Elsevier

Neurocomputing

Volume 230, 22 March 2017, Pages 345-358
Neurocomputing

Robust regularized extreme learning machine for regression using iteratively reweighted least squares

https://doi.org/10.1016/j.neucom.2016.12.029Get rights and content

Abstract

Extreme learning machine (ELM) for regression has been used in many fields because of its easy-implementation, fast training speed and good generalization performance. However, basic ELM with ℓ2-norm loss function is sensitive to outliers. Recently, ℓ1-norm loss function and Huber loss function have been used in ELM to enhance the robustness. However, the ℓ1-norm loss function and the Huber loss function can also be effected by outliers because of their linear correlation with the errors. Moreover, existing robust ELM methods only use ℓ2-norm regularization or have no regularization term. In this study, we propose a unified model for robust regularized ELM regression using iteratively reweighted least squares (IRLS), and call it RELM-IRLS. We perform a comprehensive study on the robust loss function and regularization term for robust ELM regression. Four loss functions (i.e., ℓ1-norm, Huber, Bisquare and Welsch) are used to enhance the robustness, and two types of regularization (ℓ2-norm and ℓ1-norm) are used to avoid overfitting. Experiments show that our proposed RELM-IRLS with ℓ2-norm and ℓ1-norm regularization is stable and accurate for data with 040% outlier levels, and that RELM-IRLS with ℓ1-norm regularization can obtain a compact network because of the highly sparse output weights of the network.

Introduction

The extreme learning machine (ELM) [1] is proposed for training single-hidden layer feedforward networks (SLFNs). It directly approximates nonlinear mapping of input data by randomly generating the hidden node parameters without tuning. This model has been proven to exhibit the universal approximation capability [2]. ELM has the following merits: (1) easy-implementation, (2) extremely fast training speed, (3) good generalization performance. ELM has recently gained increasing interest in regression problems, such as stock market forecasting [3], electricity price forecasting [4], wind power forecasting [5], affective analogical reasoning [6], because of the aforementioned merits.

The performance of ELM regression crucially relies on the given labels of training data. The basic ELM with the ℓ2-norm loss function assumes that the training labels is a normal error distribution. However, training samples for real tasks cannot be guaranteed to have a normal error distribution. Many factors can corrupt the training samples with outliers, such as instrument errors, sample errors and modeling errors.

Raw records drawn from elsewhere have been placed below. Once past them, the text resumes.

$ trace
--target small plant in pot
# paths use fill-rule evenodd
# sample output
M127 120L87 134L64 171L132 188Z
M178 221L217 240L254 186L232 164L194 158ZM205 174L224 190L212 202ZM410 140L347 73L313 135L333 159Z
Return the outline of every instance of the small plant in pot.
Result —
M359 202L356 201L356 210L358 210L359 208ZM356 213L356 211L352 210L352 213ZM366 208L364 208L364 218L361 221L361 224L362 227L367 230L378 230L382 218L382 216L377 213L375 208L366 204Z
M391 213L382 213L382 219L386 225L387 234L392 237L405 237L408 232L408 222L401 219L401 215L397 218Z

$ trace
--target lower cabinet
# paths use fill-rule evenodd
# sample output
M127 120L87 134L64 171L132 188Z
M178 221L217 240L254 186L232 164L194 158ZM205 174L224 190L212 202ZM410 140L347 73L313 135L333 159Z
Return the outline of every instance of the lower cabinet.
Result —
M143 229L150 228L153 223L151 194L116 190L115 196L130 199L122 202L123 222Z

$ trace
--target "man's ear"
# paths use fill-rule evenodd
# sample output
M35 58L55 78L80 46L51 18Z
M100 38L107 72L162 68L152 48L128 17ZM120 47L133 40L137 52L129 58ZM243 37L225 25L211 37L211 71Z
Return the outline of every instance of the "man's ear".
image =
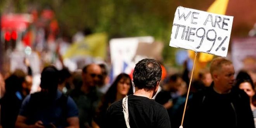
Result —
M213 74L212 75L213 79L217 79L218 78L218 75L216 73Z
M158 87L159 87L159 85L160 85L160 81L158 81L156 83L156 88L155 88L155 91L157 91L157 90L158 90Z

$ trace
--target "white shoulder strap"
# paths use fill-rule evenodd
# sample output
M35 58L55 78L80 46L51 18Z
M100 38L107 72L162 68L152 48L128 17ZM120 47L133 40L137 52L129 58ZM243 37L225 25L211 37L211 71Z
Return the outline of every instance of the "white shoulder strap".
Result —
M129 125L129 111L128 111L128 96L127 95L123 99L123 111L125 115L125 120L127 128L130 128Z

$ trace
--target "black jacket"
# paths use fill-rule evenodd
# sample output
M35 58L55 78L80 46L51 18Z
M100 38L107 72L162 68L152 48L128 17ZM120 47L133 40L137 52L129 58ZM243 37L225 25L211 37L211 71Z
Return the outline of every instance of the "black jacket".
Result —
M193 94L186 128L254 128L249 98L243 90L234 87L229 93L220 94L213 86Z

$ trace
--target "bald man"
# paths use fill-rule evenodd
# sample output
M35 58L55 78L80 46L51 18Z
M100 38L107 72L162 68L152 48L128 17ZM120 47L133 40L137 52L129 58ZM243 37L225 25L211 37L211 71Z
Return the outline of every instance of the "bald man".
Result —
M211 86L193 94L189 106L186 128L254 127L249 98L234 87L235 70L225 58L213 60ZM184 127L185 128L185 127Z
M96 86L102 78L101 68L97 64L91 64L83 69L83 83L81 88L72 91L70 96L77 105L79 112L80 128L91 127L92 117L102 94Z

The performance of basic ELM regression is heavily deteriorated because ℓ2-norm loss can be easily effected by the large deviations of the outliers.

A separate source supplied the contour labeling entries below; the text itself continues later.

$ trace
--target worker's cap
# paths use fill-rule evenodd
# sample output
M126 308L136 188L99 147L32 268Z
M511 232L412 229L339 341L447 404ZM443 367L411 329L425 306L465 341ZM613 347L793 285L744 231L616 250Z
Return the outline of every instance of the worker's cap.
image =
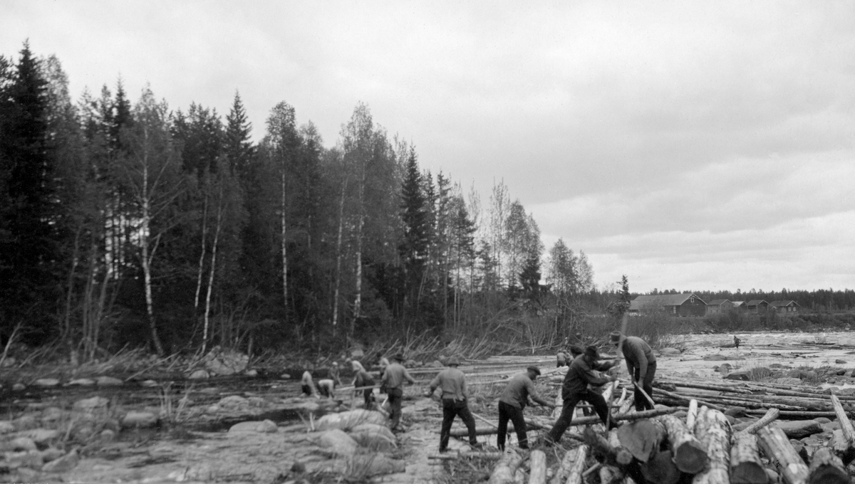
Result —
M591 359L599 359L599 350L597 349L597 347L591 345L585 348L585 356Z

To solve this problem, Deng et al. [7] proposed a regularized ELM with weighted least square to enhance the robustness. Their algorithm consists of two stages of the reweighted ELM. Zhang et al. [8] proposed the outlier-robust ELM with the ℓ1-norm loss function and the ℓ2-norm regularization term. They used augmented Lagrange multiplier algorithm to solve the objective loss function and effectively reduced the influence of outliers. Horata et al. [9] adopted the Huber function to enhance the robustness. They used iteratively reweighted least squares (IRLS) algorithm to solve the Huber loss function without a regularization term. The model without regularization is easy to overfit.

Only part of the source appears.